The CCCU also used the book to contend, "corporations can pursue profit while simultaneously exercising religion," citing the author's argument that "corporate profits...stewarded wisely, are a healthy means to a good end: They are vital to creating new products to serve customers, giving an adequate return to investors for the use of their money, and paying employees well for their work."

In the joint amicus curie, the organizations posited that, for Christians, there was no bifurcation between religion and work: "The Christian doctrine of vocation teaches that all work is spiritual activity."

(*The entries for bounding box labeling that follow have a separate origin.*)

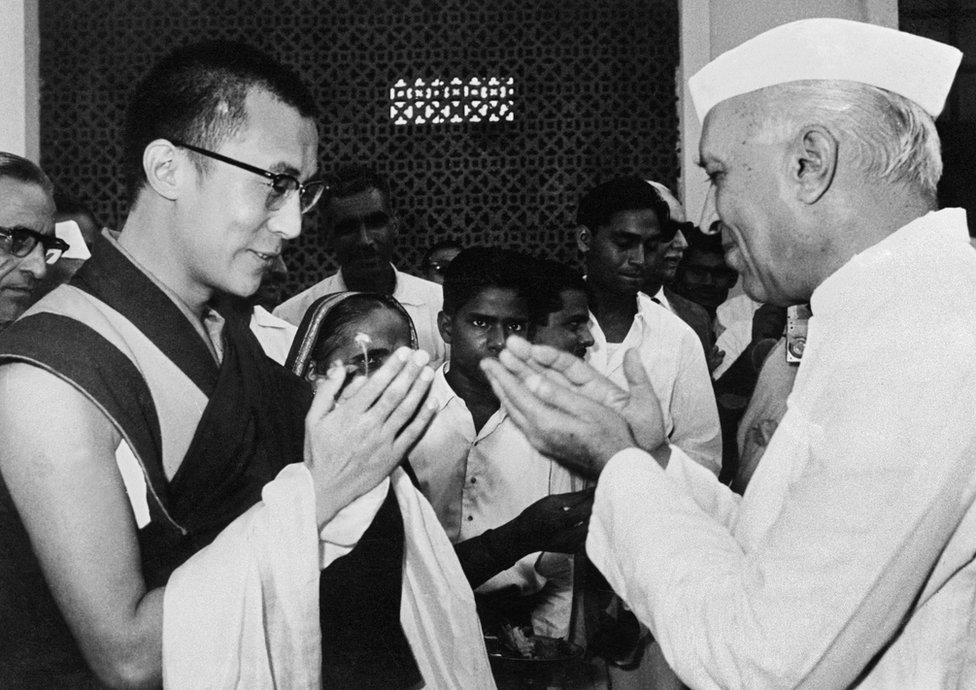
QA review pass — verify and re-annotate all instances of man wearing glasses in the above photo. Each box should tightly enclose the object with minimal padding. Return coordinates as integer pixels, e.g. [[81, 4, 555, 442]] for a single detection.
[[0, 42, 490, 687], [0, 151, 67, 331]]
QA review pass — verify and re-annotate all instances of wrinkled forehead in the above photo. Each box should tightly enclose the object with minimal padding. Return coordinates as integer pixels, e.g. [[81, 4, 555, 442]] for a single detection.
[[0, 177, 56, 232], [698, 91, 769, 159], [327, 187, 390, 220]]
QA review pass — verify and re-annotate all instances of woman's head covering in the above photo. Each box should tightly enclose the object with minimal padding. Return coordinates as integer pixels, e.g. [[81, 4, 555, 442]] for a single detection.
[[285, 292, 418, 378]]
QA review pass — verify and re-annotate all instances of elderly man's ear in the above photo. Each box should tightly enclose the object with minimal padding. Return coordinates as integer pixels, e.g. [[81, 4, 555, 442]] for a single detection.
[[576, 225, 593, 254], [790, 125, 838, 204]]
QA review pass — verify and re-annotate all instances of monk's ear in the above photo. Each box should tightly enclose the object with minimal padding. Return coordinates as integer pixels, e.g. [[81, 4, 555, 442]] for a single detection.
[[437, 311, 454, 345], [576, 225, 593, 254], [790, 125, 839, 204], [142, 139, 184, 201]]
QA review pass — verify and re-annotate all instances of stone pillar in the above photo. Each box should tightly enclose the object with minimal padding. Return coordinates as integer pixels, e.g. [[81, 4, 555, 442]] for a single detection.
[[0, 0, 41, 162], [678, 0, 898, 223]]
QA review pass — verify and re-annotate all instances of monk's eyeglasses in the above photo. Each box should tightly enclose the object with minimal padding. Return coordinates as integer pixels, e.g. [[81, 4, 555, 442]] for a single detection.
[[170, 139, 329, 213], [0, 226, 68, 266]]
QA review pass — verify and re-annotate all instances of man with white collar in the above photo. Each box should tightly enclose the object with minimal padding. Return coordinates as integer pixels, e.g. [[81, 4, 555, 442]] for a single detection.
[[483, 19, 976, 688], [643, 180, 724, 371], [576, 177, 722, 474], [274, 166, 446, 367]]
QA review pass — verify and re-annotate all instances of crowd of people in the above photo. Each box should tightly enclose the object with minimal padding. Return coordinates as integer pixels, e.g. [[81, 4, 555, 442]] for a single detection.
[[0, 12, 976, 688]]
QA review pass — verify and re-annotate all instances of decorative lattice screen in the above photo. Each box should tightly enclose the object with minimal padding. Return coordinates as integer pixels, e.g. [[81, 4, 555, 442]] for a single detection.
[[40, 0, 678, 291]]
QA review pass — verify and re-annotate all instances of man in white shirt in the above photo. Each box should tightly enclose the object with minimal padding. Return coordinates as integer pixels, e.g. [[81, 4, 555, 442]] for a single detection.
[[409, 247, 583, 637], [249, 254, 298, 365], [485, 19, 976, 688], [576, 177, 722, 474], [274, 167, 446, 367]]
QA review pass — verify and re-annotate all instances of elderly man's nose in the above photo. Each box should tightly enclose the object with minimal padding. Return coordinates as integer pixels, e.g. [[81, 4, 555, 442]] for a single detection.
[[698, 185, 718, 235]]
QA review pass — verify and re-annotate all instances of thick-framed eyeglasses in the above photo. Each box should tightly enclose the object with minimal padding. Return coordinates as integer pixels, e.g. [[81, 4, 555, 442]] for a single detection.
[[0, 226, 68, 266], [170, 139, 329, 213]]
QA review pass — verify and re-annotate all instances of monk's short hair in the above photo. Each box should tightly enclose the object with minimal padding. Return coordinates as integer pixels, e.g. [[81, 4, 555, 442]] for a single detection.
[[124, 41, 316, 203], [0, 151, 54, 194]]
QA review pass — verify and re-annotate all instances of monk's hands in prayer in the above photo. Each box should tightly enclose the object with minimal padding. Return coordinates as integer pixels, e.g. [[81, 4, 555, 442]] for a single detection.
[[481, 336, 667, 477], [305, 347, 436, 527], [512, 488, 596, 553]]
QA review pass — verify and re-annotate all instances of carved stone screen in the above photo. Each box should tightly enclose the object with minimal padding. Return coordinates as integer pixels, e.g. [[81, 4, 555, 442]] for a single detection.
[[40, 0, 678, 292]]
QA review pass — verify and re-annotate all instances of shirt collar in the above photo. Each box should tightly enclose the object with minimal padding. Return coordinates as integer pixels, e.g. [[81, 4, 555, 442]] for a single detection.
[[254, 304, 294, 329]]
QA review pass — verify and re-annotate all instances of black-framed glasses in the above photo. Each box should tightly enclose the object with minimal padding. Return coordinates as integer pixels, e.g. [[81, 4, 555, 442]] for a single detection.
[[0, 225, 68, 266], [670, 220, 698, 239], [170, 139, 329, 213], [682, 264, 739, 287]]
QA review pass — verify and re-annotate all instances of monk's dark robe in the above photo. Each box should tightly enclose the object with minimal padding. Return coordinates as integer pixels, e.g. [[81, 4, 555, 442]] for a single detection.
[[0, 236, 422, 688]]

"[Because] Christian doctrine teaches that human beings are created in God's image…humans work because God is a worker, and their work is modeled on His. In Christian theology, then, work is never a purely financial transaction, but something rooted in the very nature of the human person," it stated, citing Keller and Alsdorf. "What is the Christian understanding of work? ... [It] is that work is not, primarily, a thing one does to live, but the thing one lives to do. It is...the medium in which he offers himself to God."

The Supreme Court heard 90 minutes of oral arguments in the case on Tuesday.

Both Hobby Lobby and Conestoga Wood Specialty Store originally filed separate lawsuits against the Health and Human Services' mandate, which they have claimed will force them to provide employees with four specific contraceptives they believe to be abortion-inducing and consequently causing them to violate their religious beliefs.

The Supreme Court's verdict will be announced in June.